The documentation seems pretty clear about this:
The exact range of years for which strftime() works also varies across platforms. Regardless of platform, years before 1900 cannot be used.
So there isn't going to be a solution that uses strftime(). Luckily, it's pretty straightforward to do this "by hand":
>>> "%02d-%02d-%02d %02d:%02d" % (d.year,d.month,d.day,d.hour,d.minute)
'1899-01-01 00:00'
mxDateTime can handle arbitrary dates. Python's time and datetime modules use UNIX timestamps internally, that's why they have limited range.
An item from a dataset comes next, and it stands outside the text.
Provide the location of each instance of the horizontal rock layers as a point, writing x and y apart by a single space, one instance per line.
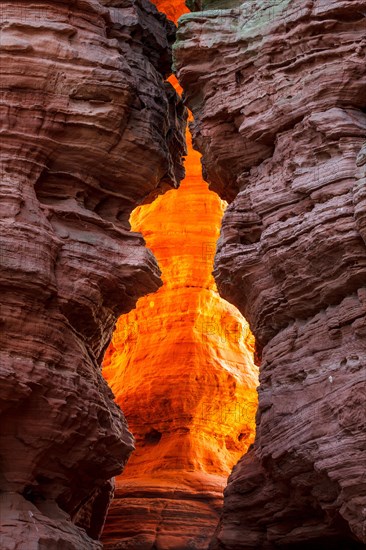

In [5]: mx.DateTime.DateTime(1899)
Out[5]: <mx.DateTime.DateTime object for '1899-01-01 00:00:00.00' at 154a960>
In [6]: DateTime.DateTime(1899).Format('%Y-%m-%d')
Out[6]: 1899-01-01
This is from the matplotlib source. Could provide a good starting point for rolling your own.
def strftime(self, dt, fmt):
fmt = self.illegal_s.sub(r"\1", fmt)
fmt = fmt.replace("%s", "s")
if dt.year > 1900:
return cbook.unicode_safe(dt.strftime(fmt))
year = dt.year
# For every non-leap year century, advance by
# 6 years to get into the 28-year repeat cycle
delta = 2000 - year
off = 6*(delta // 100 + delta // 400)
year = year + off
# Move to around the year 2000
year = year + ((2000 - year)//28)*28
timetuple = dt.timetuple()
s1 = time.strftime(fmt, (year,) + timetuple[1:])
sites1 = self._findall(s1, str(year))
s2 = time.strftime(fmt, (year+28,) + timetuple[1:])
sites2 = self._findall(s2, str(year+28))
sites = []
for site in sites1:
if site in sites2:
sites.append(site)
s = s1
syear = "%4d" % (dt.year,)
for site in sites:
s = s[:site] + syear + s[site+4:]
return cbook.unicode_safe(s)
This is the "feature" of the ctime library (UTF).
Also You may have problem above 2038.